Inside the numbers in Jolly vs Sink – Was the targeting flawed?

We have heard various theories as to why Democrat Alex Sink was defeated by Republican David Jolly in a high-profile nationally watched Congressional special election last month. We’ve written extensively about the failures of the Sink campaign, who blew double-digit lead to lose on Election Day. The role of the Florida Democratic Party and Democratic Congressional Campaign Committee in the defeat have been examined in detail multiple times on this site.

One factor that has seemingly escaped serious discussion is the failure of the Democrats to turnout younger voters. Pinellas County has a reputation of being senior heavy and the Democrats seem to have failed to “hunt where the duck were,” in targeting younger voters by trying to spike turnout among more independent minded people aged between 31-50.

The failure to work closely with local operatives that know Pinellas County well might account for part of the disconnect on the part of the Democrats to properly understand the likely turnout model in the race.

Let’s look closely at the numbers put together for TFS by local St Pete-Clearwater area Democratic activist leader and numbers cruncher Hal Alterman.
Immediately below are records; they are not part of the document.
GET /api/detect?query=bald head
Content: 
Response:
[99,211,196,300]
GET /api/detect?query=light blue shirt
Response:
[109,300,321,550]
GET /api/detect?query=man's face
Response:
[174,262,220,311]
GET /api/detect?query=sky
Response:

First off, lets look at the turnout percentage by age group.

   18-30        10.7%
    31-40        16.7%
    41-50        28.3%
    51-60        43.9%
    61 +          62.3%
    CD-13       39.9%
Now let’s look at a breakdown of voters over 61.
David Jolly won the election by a total of 3,494 votes.  The spread between registered GOP and Dem. senior voters was 8,689.  Had Democratic senior voters turned out in the same percentage numbers as Republicans, Sink would have gained approximately 2,900 more votes putting her within 500 votes of victory. Had the turnout for the Democrats been let’s say 71% among seniors, slightly higher than the GOP percentage, Sink would be sitting in Congress today.
                    Total Voters        Turnout Pct
All 61+           106, 105               62.3%
Dems 61+        39,277                63.6%
Reps  61+        47.966                68.8%
The post-mortem’s on the failings of the Democrats to win a Special Election that appeared to be lined up for the party have been extensive and ugly. A month on from the crushing defeat, we now have another piece of data to ponder.

14 comments

  1. So, let’s see. The FDP doesn’t know how to do fundraising? They do not know how to target? They do not know how to look at demographics (besides stating the obvious)? Honestly, a chimpanzee aimlessly throwing darts at a dart board would probably do a better job of running the start party!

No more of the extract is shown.